# Seedboutique.com



## masterblaster26 (Feb 5, 2008)

Hey I placed an order with them and sent my money order in a little over a week ago and on there website is says they are still awaiting payment. Does anyone know how long it will take. I sent the money order from US


----------



## That crazy vancouver guy (Feb 5, 2008)

I would give it up to 3 weeks to get there, and then you still gotta wait for a reply...u just gotta wait, man. unfortunately, that's all u can do. check if they've cashed the money order yet. if they have, you've got a package on the way...unless the Man intercepts it....


----------



## akirahz (Feb 5, 2008)

i used a prepaid visa and it took 22 days to get here from seedboutique, i can only imagine the long wait you have since you used a money order


----------



## I'ma Joker Midnight Toker (Feb 5, 2008)
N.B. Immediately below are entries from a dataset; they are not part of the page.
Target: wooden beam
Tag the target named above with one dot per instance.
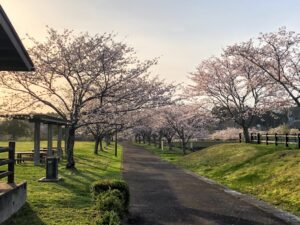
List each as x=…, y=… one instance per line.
x=37, y=142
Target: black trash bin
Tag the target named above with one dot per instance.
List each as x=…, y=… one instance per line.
x=52, y=168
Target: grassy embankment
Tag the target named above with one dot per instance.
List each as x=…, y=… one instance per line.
x=68, y=201
x=268, y=172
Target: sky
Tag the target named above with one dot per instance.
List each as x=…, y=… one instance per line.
x=180, y=32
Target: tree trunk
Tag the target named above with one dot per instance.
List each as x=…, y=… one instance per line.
x=154, y=140
x=183, y=145
x=96, y=145
x=70, y=148
x=159, y=142
x=100, y=142
x=246, y=134
x=169, y=143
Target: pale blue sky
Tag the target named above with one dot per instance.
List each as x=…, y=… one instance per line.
x=181, y=32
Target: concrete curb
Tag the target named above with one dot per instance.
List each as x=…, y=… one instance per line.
x=270, y=209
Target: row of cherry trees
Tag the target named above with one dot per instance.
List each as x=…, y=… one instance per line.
x=93, y=81
x=250, y=78
x=182, y=122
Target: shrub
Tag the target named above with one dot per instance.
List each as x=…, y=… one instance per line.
x=108, y=218
x=99, y=187
x=110, y=201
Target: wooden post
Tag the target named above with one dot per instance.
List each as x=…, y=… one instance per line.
x=37, y=143
x=11, y=164
x=49, y=141
x=59, y=140
x=66, y=139
x=116, y=141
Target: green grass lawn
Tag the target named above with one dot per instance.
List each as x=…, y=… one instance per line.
x=68, y=201
x=268, y=172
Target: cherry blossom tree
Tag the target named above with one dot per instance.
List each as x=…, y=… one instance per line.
x=233, y=85
x=71, y=72
x=277, y=54
x=187, y=121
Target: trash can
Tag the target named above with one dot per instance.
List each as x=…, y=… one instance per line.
x=52, y=168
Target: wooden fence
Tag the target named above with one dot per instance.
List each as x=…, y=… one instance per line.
x=286, y=139
x=9, y=161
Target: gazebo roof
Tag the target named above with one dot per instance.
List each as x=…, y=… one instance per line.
x=42, y=118
x=13, y=55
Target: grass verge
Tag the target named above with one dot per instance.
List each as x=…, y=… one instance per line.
x=271, y=173
x=68, y=201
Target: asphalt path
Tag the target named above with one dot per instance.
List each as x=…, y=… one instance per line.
x=162, y=194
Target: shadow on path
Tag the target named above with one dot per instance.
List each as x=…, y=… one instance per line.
x=163, y=194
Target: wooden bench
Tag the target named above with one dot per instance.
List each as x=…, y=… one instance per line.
x=29, y=156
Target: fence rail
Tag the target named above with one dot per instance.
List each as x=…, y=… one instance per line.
x=9, y=161
x=286, y=139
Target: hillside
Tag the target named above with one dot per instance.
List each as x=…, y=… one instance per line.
x=268, y=172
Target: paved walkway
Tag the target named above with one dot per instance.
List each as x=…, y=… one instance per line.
x=163, y=194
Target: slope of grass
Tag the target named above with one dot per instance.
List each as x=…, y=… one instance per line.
x=67, y=201
x=270, y=173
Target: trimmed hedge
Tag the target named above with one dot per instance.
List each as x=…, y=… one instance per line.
x=108, y=218
x=99, y=187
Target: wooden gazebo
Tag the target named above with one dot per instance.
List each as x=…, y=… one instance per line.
x=13, y=57
x=50, y=121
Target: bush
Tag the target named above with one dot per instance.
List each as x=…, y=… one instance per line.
x=110, y=201
x=108, y=218
x=100, y=187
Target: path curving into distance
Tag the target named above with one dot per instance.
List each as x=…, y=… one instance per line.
x=163, y=194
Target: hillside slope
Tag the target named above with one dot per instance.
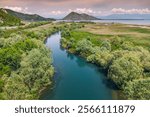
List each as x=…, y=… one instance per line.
x=7, y=19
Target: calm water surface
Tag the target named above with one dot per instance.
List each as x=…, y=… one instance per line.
x=75, y=79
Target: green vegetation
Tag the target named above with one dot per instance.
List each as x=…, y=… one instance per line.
x=125, y=60
x=25, y=63
x=7, y=19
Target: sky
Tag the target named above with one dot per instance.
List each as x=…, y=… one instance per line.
x=60, y=8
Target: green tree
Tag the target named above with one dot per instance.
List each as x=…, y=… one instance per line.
x=125, y=69
x=138, y=89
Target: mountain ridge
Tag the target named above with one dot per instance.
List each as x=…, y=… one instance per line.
x=77, y=16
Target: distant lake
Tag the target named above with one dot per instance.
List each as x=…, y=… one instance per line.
x=137, y=22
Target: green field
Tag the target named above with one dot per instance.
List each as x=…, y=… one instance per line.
x=123, y=51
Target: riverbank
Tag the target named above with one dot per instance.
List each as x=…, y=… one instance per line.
x=26, y=64
x=74, y=78
x=125, y=59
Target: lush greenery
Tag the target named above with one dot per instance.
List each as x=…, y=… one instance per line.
x=8, y=19
x=25, y=63
x=126, y=63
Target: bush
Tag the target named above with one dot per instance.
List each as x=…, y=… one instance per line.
x=125, y=69
x=84, y=47
x=138, y=89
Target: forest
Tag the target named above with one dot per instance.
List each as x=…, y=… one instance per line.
x=26, y=65
x=125, y=61
x=25, y=62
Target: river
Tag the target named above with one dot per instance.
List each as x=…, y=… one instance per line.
x=75, y=79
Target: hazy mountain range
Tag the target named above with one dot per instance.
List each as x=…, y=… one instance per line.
x=77, y=16
x=9, y=17
x=127, y=16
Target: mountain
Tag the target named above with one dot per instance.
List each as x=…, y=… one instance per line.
x=127, y=16
x=7, y=19
x=28, y=17
x=77, y=16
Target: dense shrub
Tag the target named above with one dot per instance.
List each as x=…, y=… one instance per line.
x=138, y=89
x=125, y=69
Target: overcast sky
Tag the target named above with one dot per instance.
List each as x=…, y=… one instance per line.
x=60, y=8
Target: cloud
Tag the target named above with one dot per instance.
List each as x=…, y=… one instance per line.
x=57, y=12
x=130, y=11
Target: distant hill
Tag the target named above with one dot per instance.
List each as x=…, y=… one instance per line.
x=28, y=17
x=127, y=16
x=77, y=16
x=7, y=19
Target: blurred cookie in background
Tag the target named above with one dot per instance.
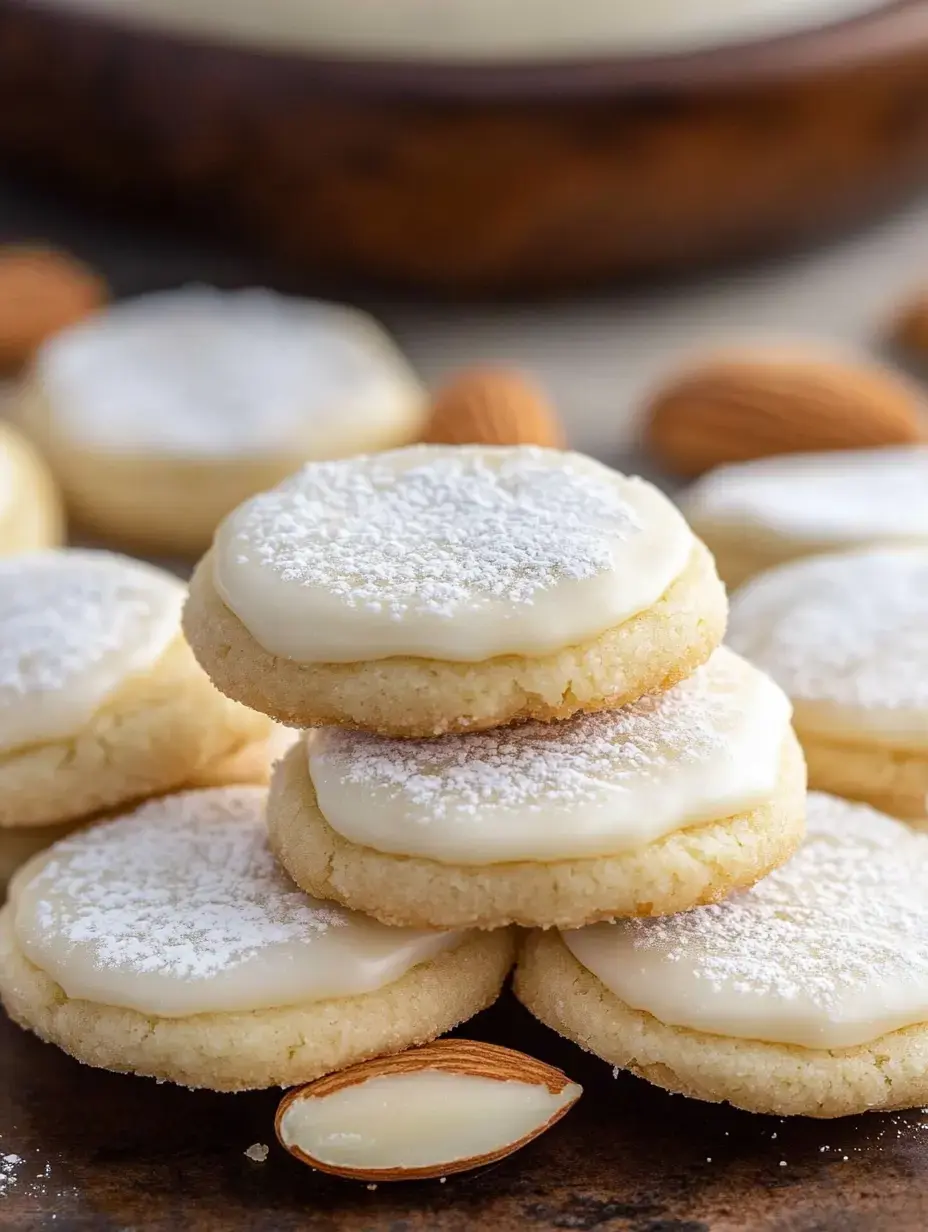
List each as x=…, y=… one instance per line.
x=101, y=701
x=163, y=413
x=31, y=514
x=759, y=514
If it helps I used Highgrade-seeds, overnighted with cash and had my seeds in a week...


----------



## longtimegrower (Feb 7, 2008)

Hey master i have gotten my order from seedbotique and it would still say awaiting payment. They may be on the way now. Did you get an email or anything. Slim


----------



## masterblaster26 (Feb 11, 2008)

so its been a little over 2 weeks and still no word. any idea's. still havent got an e-mail from them


----------



## benamucc (Feb 11, 2008)

I was 11 days using a prepay cc too.  They were pretty responsive on the email I had sent them, but it was just to thank them for their service, and let them know I had recieved the order.


----------



## doctorvapor (Feb 11, 2008)

I ordered on the 3rd of this month and i got my $EED$ today.I got a cheap mandala mix to test the waters first before i spend a bunch of dough.
seed boutique was fast and had great customer service.
im in the north east of  the U.S. for anyone wondering about seeds.
this was my first time buying.hmmm.....what should i $$$ next.


----------



## kasgrow (Feb 11, 2008)

masterblaster26 said:
			
		

> so its been a little over 2 weeks and still no word. any idea's. still havent got an e-mail from them


I hope they get your money order alright. I don't mean to bring you down but the same thing happened to me last year. It still says on their web site awaiting payment. That is why I won't use a money order again. I think somebody must have stolen it out of the mail because it was cashed. I lost out. I just recently ordered from seedboutique again using a credit card and got my seeds in eight days. I just placed another order this weekend and got an email today saying my order was sent in full. 
Good luck bro.


----------



## SmokinMom (Feb 12, 2008)

Last year about this time I ordered thru Beed Boutique.  I even sent them cash because they didn't take credit cards back then.  It took about 3 weeks before my order came in.  So don't give up hope just yet.


----------